A century of Pashto, Hindku music lost

Torching Radio Pakistan building reduced historic records to ashes

Smoke billows from a building set ablaze by protesters in Peshawar. PHOTO: AFP

PESHAWAR:

The historic building of the Radio Pakistan Peshawar has been left completely destroyed by the Pakistan Tehreek-e-Insaf (PTI) rioters and with it nearly a century of Pashto music and rare audio records are also gone forever. Radio Pakistan Peshawar station was the oldest in Pakistan, opening in 1935.

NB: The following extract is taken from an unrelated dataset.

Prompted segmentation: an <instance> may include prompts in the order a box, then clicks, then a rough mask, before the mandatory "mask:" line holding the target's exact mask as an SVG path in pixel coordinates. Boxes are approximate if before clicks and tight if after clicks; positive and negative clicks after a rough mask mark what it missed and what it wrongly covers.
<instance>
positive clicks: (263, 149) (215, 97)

When Abdul Qayyum Khan, the former chief minister of North West Frontier Province (NWFP) [now named KhyberPakhtunkhwa], went to London to attend the Round Table Conference of 1930-1932, he met Marconi, the inventor of the wireless telegraph, and requested him to donate a radio transmitter for NWFP. Soon after the gift from Marconi company arrived, the transmitter, personally engineered by Marconi, was installed in Peshawar and inaugurated by Sir Ralph Edwin Hotchkin Griffith, the Governor of NWFP in 1935. The PTI protesters on Wednesday entered the main building of the Radio Pakistan Peshawar after breaking the main gate of the station.

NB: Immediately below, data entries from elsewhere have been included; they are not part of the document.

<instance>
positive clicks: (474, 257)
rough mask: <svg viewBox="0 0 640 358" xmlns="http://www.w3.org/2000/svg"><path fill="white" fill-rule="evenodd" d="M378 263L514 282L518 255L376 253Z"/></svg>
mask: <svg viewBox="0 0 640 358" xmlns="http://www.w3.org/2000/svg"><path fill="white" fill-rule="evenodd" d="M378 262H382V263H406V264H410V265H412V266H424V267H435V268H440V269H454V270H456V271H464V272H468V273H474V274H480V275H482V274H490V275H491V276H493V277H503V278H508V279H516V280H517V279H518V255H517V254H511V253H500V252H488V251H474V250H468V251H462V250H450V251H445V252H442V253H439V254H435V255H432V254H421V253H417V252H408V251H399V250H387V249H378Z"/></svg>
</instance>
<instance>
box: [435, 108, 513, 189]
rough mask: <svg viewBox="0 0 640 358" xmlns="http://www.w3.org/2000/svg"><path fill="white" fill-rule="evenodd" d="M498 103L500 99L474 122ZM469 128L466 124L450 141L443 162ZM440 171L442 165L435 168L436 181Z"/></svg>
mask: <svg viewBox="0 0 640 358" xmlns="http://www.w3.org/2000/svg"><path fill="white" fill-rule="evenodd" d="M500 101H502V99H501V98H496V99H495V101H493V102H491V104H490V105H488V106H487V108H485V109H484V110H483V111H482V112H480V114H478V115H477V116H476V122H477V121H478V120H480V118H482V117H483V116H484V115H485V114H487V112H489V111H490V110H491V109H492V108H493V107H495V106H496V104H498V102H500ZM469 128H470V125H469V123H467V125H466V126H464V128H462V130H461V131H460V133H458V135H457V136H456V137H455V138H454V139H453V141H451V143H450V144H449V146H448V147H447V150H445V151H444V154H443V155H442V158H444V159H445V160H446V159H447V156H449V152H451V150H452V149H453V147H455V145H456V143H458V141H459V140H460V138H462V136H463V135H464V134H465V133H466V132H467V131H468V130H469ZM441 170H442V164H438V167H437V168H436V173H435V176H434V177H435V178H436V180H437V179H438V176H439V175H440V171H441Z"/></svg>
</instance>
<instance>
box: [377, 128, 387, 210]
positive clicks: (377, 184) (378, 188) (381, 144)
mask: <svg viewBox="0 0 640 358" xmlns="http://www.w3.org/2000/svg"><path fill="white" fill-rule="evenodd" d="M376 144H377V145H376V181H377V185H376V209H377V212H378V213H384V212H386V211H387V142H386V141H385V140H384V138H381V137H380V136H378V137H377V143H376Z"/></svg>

The violent mob torched everything coming their way, including the invaluable archives containing the voices of the many popular leaders of Pakistan, poets and singers. Talking to The Express Tribune, the station director said nearly a century of Pashto, Hindku and other regional music, drama and speeches as well shows had been destroyed by the PTI mob which is an irreparable loss for the Pashto and Hindku speaking community living across the globe. I never saw such an extreme violence and protest as nothing is left behind, he said. “ R a d i o P a k i s t a n Peshawar was like our home as it was historical building and it was the first radio station which aired the announcement of Pakistan’s coming into being,” he added. He further said that not only the building but the vehicles and other precious equipment were also torched, reducing them to ashes.